Bird profile

Atlantic Puffin

Fratercula arctica

Atlantic puffins are compact seabirds that spend much of the year at sea and return to islands or cliffs to breed. Their bright breeding-season bills become duller after the nesting period.

Atlantic Puffin in its natural environment
Photo: Charles J. Sharp. CC BY-SA 4.0.
HabitatOpen ocean, rocky islands, and coastal cliffs
DietCarnivore
RangeNorth Atlantic Ocean
Signature traitdeep-diving seabird

Adaptations

Short wings beat rapidly in air and act as flippers underwater. Dense waterproof plumage, strong feet, and a laterally compressed bill suit life split between ocean feeding and burrow nesting.

Behavior and daily life

Puffins dive after small fish and may carry several crosswise in the bill.
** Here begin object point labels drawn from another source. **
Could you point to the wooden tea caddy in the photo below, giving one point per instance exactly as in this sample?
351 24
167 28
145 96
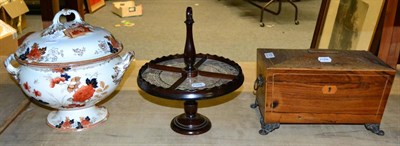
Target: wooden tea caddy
321 86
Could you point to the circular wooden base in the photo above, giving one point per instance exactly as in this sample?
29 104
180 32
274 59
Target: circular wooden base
190 125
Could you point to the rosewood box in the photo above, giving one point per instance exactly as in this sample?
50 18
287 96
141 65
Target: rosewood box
321 86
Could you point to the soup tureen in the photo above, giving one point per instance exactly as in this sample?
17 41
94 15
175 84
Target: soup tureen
70 66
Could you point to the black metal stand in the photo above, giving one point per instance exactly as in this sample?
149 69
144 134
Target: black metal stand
264 8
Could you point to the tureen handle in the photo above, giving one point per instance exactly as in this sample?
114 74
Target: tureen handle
10 68
57 26
124 64
65 12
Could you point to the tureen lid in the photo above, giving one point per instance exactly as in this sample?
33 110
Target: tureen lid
69 42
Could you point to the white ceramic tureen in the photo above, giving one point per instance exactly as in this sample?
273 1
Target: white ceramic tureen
70 66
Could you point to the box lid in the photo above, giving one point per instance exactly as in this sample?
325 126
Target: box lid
314 59
6 30
16 8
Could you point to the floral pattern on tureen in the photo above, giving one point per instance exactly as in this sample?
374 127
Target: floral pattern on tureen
70 67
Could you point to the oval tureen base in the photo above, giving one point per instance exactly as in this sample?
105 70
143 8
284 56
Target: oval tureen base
77 120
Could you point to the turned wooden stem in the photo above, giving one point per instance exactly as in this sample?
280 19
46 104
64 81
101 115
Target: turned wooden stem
190 52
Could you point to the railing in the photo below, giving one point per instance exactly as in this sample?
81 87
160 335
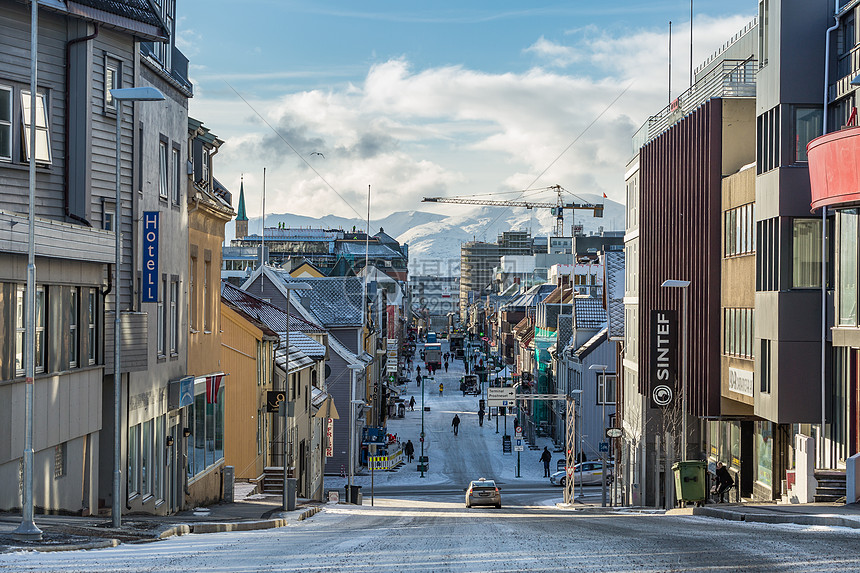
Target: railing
734 78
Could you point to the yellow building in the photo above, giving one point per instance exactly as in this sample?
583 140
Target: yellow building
209 209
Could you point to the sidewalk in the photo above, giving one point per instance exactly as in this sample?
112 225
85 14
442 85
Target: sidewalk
826 514
68 533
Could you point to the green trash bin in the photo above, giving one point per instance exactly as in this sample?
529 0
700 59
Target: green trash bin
691 482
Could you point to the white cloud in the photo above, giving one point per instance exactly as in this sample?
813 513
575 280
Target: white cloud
452 130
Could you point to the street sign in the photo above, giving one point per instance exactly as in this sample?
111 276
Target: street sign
501 396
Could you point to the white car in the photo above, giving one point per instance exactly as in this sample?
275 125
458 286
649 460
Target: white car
585 473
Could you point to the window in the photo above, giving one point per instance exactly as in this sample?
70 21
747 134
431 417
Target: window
6 123
193 295
60 460
112 77
160 318
767 141
207 319
134 460
20 305
43 141
146 458
806 253
605 388
163 182
174 317
807 126
738 332
765 366
92 315
177 175
74 339
848 267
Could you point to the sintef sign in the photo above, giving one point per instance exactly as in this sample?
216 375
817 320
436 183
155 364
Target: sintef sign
664 357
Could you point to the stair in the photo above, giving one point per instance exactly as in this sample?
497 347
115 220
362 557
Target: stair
273 479
831 485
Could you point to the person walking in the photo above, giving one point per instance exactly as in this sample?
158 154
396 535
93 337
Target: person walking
546 458
724 481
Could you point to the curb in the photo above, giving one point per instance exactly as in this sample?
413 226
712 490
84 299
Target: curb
103 544
798 519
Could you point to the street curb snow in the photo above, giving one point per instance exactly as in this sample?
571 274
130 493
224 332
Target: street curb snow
102 544
797 519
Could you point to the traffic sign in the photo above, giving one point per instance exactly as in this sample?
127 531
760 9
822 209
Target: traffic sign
501 396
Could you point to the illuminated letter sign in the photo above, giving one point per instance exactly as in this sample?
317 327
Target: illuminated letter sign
150 257
664 354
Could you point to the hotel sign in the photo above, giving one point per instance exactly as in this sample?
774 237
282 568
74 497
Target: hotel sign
150 257
664 357
741 381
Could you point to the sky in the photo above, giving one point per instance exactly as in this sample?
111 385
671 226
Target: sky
442 98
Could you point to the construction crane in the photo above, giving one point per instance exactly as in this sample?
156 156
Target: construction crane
558 207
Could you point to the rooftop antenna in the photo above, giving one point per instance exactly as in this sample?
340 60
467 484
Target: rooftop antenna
263 234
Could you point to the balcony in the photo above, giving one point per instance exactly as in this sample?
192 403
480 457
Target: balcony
834 168
731 79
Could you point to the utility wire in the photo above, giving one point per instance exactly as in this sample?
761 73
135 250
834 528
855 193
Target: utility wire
288 144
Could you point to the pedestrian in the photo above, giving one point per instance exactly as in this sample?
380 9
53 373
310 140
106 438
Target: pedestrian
546 457
724 481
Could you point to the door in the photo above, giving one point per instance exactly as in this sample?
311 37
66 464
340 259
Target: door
175 470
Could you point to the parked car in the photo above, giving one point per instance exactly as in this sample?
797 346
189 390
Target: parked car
586 473
483 492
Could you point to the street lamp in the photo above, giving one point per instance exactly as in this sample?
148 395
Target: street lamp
355 368
119 96
288 287
603 472
686 294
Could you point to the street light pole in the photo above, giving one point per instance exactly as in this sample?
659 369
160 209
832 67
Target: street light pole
28 530
686 294
120 95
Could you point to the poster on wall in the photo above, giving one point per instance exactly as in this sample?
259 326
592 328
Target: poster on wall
664 357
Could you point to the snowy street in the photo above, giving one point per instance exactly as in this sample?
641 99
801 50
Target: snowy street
421 525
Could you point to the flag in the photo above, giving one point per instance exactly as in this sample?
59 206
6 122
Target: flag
213 383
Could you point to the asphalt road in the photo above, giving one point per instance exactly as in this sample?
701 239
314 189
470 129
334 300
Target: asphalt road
409 535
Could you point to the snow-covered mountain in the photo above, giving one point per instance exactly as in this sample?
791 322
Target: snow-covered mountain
434 239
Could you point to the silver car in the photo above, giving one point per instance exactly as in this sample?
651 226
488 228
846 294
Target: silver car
483 492
586 473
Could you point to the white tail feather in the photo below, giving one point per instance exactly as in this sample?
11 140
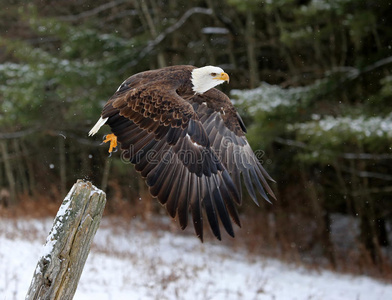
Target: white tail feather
97 126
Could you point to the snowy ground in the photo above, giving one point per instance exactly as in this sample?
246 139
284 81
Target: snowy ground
130 262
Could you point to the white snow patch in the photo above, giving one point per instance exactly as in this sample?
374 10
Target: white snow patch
128 261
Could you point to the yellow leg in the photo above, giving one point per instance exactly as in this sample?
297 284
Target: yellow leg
113 141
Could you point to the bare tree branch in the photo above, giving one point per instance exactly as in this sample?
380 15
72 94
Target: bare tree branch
153 43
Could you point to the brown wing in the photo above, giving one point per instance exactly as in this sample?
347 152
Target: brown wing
226 133
162 136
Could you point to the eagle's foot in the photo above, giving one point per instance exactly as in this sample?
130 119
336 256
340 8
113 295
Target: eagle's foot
113 142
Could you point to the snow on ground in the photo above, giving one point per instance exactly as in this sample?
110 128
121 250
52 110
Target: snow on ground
128 261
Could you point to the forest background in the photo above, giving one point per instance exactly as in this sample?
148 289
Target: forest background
311 78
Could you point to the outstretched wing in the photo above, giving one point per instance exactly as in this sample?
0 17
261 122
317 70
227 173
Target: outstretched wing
161 134
226 133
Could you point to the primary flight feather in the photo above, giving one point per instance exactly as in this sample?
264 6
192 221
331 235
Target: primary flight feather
187 140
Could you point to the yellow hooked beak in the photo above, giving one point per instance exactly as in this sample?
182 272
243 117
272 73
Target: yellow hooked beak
223 76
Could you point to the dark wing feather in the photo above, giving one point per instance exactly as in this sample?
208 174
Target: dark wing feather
226 132
162 135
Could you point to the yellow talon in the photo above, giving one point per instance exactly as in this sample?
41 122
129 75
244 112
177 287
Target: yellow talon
113 141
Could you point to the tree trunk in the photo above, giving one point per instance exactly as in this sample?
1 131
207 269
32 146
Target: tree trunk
67 246
8 172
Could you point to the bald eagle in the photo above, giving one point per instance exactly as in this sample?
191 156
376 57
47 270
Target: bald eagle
187 140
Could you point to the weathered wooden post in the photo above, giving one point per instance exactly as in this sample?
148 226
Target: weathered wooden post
67 246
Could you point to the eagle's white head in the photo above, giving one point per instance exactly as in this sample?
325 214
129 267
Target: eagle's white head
206 78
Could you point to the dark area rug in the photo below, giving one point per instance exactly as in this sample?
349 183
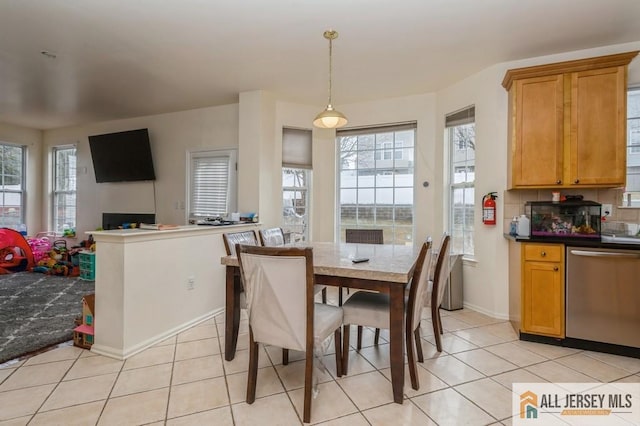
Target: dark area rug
38 311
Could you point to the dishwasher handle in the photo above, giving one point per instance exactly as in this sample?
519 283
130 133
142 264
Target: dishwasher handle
589 253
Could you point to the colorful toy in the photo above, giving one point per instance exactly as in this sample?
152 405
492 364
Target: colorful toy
15 252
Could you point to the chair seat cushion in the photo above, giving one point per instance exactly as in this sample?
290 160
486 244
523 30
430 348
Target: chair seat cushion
327 318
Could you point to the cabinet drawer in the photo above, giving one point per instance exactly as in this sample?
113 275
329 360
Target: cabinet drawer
544 252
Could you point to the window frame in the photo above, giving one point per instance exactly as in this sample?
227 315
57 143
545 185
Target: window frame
231 156
463 242
55 192
21 192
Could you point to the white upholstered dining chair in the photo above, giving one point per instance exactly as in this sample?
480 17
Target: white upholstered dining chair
371 309
282 312
274 237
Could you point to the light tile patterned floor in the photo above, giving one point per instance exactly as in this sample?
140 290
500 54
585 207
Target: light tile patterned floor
185 381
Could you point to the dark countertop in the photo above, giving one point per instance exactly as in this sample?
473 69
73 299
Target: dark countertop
575 242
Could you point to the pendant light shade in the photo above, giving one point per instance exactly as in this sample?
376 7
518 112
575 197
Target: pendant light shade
330 118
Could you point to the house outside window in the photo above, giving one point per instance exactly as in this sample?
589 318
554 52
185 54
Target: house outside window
12 185
375 180
64 189
211 184
460 137
631 196
296 183
295 203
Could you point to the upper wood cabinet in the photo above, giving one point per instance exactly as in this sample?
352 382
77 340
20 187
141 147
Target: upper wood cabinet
567 123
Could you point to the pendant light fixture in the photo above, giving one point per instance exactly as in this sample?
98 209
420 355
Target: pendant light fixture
330 118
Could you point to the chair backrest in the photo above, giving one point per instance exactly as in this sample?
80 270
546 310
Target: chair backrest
443 268
272 237
419 284
366 236
233 238
279 286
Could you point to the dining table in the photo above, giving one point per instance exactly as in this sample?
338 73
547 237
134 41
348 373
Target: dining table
388 269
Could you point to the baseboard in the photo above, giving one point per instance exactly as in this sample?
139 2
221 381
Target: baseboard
122 354
481 310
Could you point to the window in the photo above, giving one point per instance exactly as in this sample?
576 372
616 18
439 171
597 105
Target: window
64 188
375 180
12 160
631 196
296 182
461 140
211 184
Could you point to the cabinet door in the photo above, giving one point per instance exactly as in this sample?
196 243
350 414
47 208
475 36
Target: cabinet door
598 127
537 151
543 298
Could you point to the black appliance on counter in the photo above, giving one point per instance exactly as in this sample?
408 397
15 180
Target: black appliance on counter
579 219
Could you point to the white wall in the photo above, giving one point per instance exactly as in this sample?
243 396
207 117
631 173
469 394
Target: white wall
35 182
171 135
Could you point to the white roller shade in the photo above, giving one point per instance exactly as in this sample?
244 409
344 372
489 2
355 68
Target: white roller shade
296 148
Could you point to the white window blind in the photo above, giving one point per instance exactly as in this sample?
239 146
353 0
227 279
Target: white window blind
296 148
212 183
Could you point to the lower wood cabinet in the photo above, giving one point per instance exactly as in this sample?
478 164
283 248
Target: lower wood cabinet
542 289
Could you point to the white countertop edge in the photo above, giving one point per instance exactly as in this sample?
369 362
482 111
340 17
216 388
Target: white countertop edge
184 230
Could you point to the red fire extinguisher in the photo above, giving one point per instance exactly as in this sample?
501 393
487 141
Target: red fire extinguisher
489 208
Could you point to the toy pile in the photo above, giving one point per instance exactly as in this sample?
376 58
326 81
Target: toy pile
60 260
57 261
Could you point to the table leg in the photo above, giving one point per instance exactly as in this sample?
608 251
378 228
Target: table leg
396 326
232 312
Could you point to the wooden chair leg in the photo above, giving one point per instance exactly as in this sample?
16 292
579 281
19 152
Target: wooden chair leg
252 376
308 385
436 327
338 347
411 358
418 338
345 348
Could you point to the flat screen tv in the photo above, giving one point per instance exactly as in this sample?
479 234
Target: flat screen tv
122 156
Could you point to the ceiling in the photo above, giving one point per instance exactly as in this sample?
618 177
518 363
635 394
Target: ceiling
121 58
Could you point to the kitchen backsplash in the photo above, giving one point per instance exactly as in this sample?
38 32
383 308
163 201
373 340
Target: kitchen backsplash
513 201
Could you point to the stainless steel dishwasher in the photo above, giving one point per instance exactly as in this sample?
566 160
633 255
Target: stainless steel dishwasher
603 295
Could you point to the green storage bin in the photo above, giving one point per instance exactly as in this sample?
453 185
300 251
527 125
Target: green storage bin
87 262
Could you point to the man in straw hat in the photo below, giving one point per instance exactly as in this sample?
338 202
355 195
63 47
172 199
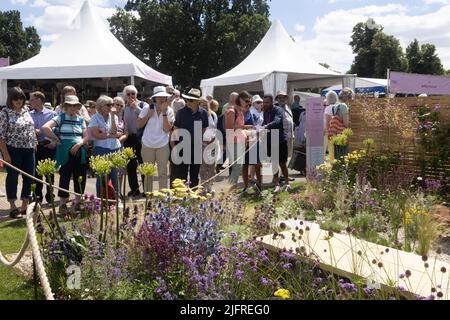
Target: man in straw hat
190 118
288 121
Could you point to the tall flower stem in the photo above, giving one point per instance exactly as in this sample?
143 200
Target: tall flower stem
102 207
55 218
106 208
117 210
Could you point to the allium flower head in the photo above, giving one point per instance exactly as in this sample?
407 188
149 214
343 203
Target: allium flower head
283 294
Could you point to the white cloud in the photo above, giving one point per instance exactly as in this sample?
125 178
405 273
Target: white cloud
299 28
22 2
333 31
57 16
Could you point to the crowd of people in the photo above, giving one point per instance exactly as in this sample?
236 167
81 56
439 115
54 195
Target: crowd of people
168 129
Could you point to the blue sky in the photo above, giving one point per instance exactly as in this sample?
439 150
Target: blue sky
322 27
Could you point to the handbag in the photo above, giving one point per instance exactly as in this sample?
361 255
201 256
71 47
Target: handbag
337 125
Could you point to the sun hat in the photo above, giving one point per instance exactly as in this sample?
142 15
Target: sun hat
170 89
193 94
160 92
72 100
257 98
281 93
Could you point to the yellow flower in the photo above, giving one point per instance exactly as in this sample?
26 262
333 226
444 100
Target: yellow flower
283 294
408 219
168 191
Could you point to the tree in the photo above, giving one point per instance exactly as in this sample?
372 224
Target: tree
388 55
362 38
16 42
423 59
191 39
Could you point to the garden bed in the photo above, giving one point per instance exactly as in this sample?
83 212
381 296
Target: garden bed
352 258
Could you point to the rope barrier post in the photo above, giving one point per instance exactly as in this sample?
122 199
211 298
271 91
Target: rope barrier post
35 280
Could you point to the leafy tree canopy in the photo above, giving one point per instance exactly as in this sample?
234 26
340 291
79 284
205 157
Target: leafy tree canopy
17 42
191 39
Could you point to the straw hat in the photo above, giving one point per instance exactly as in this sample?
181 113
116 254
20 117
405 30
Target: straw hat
257 98
281 93
160 92
72 100
193 94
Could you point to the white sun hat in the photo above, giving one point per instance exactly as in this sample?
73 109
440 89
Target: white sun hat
160 92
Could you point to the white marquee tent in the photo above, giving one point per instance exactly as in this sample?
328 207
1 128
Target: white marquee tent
87 50
277 63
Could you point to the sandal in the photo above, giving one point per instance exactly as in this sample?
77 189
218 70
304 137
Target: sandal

Breeding pairs use burrows or rock cavities, and both adults participate in incubation and feeding a single chick.

Conservation

Current profile labelVulnerable

Food availability, warming seas, extreme weather, fishing interactions, invasive predators at colonies, and pollution can affect breeding success. Conditions differ sharply among colonies across the North Atlantic.

Backward-pointing structures inside a puffin's mouth help it hold several small fish while continuing to forage.